A shiver crawled down his arms, prickling at his fingers. His breath caught—shallow, quick—as his hand ghosted over the scattered coins. It had been years since he had touched gold. Real gold. Years since he had heard it sing.

The little copper pieces hummed, a quiet, steady sound, warm and familiar. The silver trilled, sharp and bright—a quick, clever whisper. But gold—gold thrummed deep and low, like the first note of a bow drawn over taut strings. It curled in his chest, filled his lungs like the scent of honey on a summer wind.

Ah, gold. Gods, how he had missed gold.

Eysians hardly used coin. They hardly had coin. Hard to tell if they didn't use it because they had none; or if they had none because they didn't understand its value. Instead, they bartered, and their barter was a tangled, impossible thing—built not on numbers, but on feeling. Value was not fixed; it was fluid, shifting with need and sentiment. The concept of mine and yours was a thing of soft edges, defaulting to ours unless something was truly claimed.

Except when it wasn't.

Metal things—blades, tools—were mine, except when they were needed more by someone else, at which point they became yours. Clothes, boots, even the very shirt off an Eysian's back—mine, until someone admired it, and then it became yours. Unless someone admired it too much, in which case it stayed mine out of sheer stubbornness.

The balance in Eysian barter all relied on what felt right.

In fact, Eoin had never, not once, paid money for his debts at Jorunn's tavern. He simply drank until his need was met, and when all was said and done, Torsten would arrive—eventually—to count out copper coins into Jorunn's hand, slow and deliberate, until she closed her fist, satisfied that the debt was settled.

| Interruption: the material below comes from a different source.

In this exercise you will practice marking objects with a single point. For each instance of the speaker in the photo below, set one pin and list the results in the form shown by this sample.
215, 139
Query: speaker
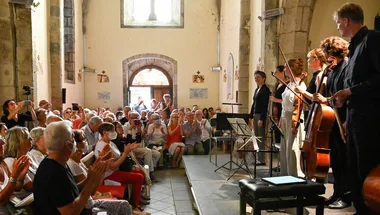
63, 95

Or she set Eoin to fetching and carrying, to mending and thatching, until she felt the balance was even.

Eoin flicked a gold coin between his fingers, feeling the weight of it, the resonance of it vibrating up his bones. Delight curled in his chest as he rolled the coin over his knuckles, then flicked it into the air, catching it again with a flick of his wrist.

He began counting, stacking, weighing options in his mind. Passage would take the lion's share. Food and lodging in Ilroya would bleed the rest away before they even thought about the return. There was no room for comfort, no room for mishaps. There was just enough—barely—to make the trip if they were very careful, and nothing went wrong.

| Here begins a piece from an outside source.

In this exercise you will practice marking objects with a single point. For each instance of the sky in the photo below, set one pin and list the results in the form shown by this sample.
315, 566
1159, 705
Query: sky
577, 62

In Eoin's experience, something always went wrong.

He reached back into his chest and retrieved a thin leather pouch. His smirk deepened as he loosened the tie, letting a set of dice tumble into his palm—exquisitely made, ivory and bone, their pips inked in fine, near-imperceptible detail. A work of art. Expertly balanced. Expertly unbalanced.

He added the dice to the stack of belongings.

It never hurt to nudge fate a little.